The clinical nutritionist who has attended to hundreds of patients for more than 12 years, adds, “Other factors like age, gender, and health status are also determinants of one’s body weight. It is important to say that a leaner body is not a sure indicator of good health. The excess storage of unutilised fats leads to weight gain, which people describe as fat. It is common to be concerned about an increase in your body weight.
It is prudent, however, that, before one embarks on a weight loss journey and/or a change in diet, they need a full nutritional assessment to first establish if they need to lose weight and secondly to create the best arrangement that suits them.

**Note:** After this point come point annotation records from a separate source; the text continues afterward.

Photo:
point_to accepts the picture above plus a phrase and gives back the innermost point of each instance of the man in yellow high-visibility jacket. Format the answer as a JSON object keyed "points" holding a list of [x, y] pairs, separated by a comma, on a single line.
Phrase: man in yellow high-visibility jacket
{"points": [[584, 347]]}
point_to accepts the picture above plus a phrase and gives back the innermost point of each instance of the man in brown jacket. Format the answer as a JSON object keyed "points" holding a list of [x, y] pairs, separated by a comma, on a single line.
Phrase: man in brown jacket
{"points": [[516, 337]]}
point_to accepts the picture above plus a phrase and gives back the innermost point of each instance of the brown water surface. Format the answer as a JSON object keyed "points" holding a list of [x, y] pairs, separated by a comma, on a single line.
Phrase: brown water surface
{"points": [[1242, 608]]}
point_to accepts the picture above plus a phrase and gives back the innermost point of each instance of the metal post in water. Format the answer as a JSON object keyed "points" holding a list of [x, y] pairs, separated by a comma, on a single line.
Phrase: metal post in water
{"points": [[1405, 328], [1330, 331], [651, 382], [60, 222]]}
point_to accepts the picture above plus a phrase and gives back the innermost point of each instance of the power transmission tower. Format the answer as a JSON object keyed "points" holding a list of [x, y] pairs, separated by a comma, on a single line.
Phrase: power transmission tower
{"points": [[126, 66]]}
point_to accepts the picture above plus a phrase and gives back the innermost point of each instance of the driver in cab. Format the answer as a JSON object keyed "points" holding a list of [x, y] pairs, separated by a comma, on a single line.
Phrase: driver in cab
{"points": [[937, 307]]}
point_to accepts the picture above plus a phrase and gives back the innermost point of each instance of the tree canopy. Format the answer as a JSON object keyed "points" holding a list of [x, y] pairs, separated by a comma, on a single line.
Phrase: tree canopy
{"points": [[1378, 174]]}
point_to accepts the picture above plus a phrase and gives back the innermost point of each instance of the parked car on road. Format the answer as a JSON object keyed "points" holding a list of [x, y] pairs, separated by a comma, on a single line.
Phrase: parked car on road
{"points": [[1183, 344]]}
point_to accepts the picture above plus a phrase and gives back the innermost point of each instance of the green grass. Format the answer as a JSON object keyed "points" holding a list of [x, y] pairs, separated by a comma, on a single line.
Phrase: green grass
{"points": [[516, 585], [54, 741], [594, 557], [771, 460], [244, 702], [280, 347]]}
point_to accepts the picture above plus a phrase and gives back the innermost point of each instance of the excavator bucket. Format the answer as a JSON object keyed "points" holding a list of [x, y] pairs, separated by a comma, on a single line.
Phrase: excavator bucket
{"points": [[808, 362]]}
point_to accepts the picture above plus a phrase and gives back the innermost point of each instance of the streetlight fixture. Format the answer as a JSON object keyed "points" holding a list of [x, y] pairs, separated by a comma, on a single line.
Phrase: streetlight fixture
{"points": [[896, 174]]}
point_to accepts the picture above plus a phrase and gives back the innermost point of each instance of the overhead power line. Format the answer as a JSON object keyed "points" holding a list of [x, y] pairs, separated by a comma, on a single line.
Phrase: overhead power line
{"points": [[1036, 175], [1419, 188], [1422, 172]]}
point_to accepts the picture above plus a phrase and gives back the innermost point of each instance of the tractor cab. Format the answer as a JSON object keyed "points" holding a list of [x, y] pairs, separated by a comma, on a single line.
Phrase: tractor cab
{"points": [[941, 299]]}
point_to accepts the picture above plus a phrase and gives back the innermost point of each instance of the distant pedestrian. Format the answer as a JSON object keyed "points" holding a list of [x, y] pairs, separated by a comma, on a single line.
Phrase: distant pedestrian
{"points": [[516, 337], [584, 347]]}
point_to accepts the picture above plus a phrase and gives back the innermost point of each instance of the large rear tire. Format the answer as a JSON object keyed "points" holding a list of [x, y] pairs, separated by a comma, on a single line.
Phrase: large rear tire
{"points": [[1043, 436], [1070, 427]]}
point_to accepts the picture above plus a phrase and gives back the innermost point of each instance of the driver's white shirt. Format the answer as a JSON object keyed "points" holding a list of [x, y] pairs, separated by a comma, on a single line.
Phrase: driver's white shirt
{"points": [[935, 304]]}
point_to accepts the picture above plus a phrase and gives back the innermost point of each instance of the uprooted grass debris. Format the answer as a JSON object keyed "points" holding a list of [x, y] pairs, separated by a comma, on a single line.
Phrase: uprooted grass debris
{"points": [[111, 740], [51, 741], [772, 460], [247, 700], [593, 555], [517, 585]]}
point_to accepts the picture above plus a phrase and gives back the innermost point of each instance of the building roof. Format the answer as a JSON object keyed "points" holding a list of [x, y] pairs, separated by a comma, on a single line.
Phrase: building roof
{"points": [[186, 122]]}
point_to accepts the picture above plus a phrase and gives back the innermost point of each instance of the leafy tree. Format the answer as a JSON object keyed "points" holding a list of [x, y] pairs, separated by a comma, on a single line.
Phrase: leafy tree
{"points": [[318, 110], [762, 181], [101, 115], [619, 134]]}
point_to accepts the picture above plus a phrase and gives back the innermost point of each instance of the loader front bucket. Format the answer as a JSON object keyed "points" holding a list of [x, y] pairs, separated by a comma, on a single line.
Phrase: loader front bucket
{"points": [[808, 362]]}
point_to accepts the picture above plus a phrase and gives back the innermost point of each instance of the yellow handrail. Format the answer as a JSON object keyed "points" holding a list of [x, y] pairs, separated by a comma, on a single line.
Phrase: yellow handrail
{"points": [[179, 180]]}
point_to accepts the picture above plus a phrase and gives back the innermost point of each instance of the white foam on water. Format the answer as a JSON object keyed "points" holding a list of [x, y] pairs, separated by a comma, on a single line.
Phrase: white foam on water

Many people pick on a habit because they see it in other people. However, healthy living is never linear and what works for one person might not work for another.”
Goal-setting
Goal-setting at the start of one’s journey helps in mapping out key indicators to look out for as well as tracking progress.
Understanding the motivation behind the efforts one is employing can be one’s true north as Philip explains.
“One has to know if they are doing it to solve an existing issue or to avert a possible one. After that reconciliation, one can embark on targeted results upon the advice of a professional,” he says.
These successes, however, have not been easy to achieve.
“I have had cheat weeks when I just want to eat cake. Now that I am wiser, I know how to control my cravings and how to pay for them when I fall,” says Ajuth. For Denis, he has had to abandon a lifestyle he once was so fond of.